Don Juan plants 191 kisses on various females during the course of the film, an average of one every 53 seconds.
At the film's premiere, Will H. Hays, president of the Motion Picture Producers and Distributors of America (MPPDA), contributed an on-screen introduction, Introductory Speech by Will H. Hays (1926), talking in synchronized sound, welcoming everyone in the audience to "the beginning of a new era in music and motion pictures." After that, several shorts were shown featuring the New York Philharmonic playing the overture to "Tannhäuser", violinists Mischa Elman and Efrem Zimbalist Sr., guitarist Roy Smeck, three opera shorts with Giovanni Martinelli, Marion Talley, and Anna Case, and then the feature.
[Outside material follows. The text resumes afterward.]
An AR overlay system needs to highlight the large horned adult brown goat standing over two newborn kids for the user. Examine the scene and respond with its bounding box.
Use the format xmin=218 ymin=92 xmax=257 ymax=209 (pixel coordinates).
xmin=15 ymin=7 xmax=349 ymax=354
It was a huge success.
Roughly two years prior to this film being made, while working together on Beau Brummel (1924), John Barrymore and Mary Astor entered into a romantic affair, which ended when Barrymore met - and began dating - eventual wife Dolores Costello on the set of The Sea Beast (1926), which Barrymore filmed directly before beginning work on Don Juan. In Astor's 1959 memoir, she describes the "torment" and "agony" of working with Barrymore so closely, so immediately after their breakup, writing: "all my hopes and dreams died, and I wanted to die with them." Barrymore and Astor would go on to make one final movie together - Midnight (1939) - but never recommence their romantic relationship.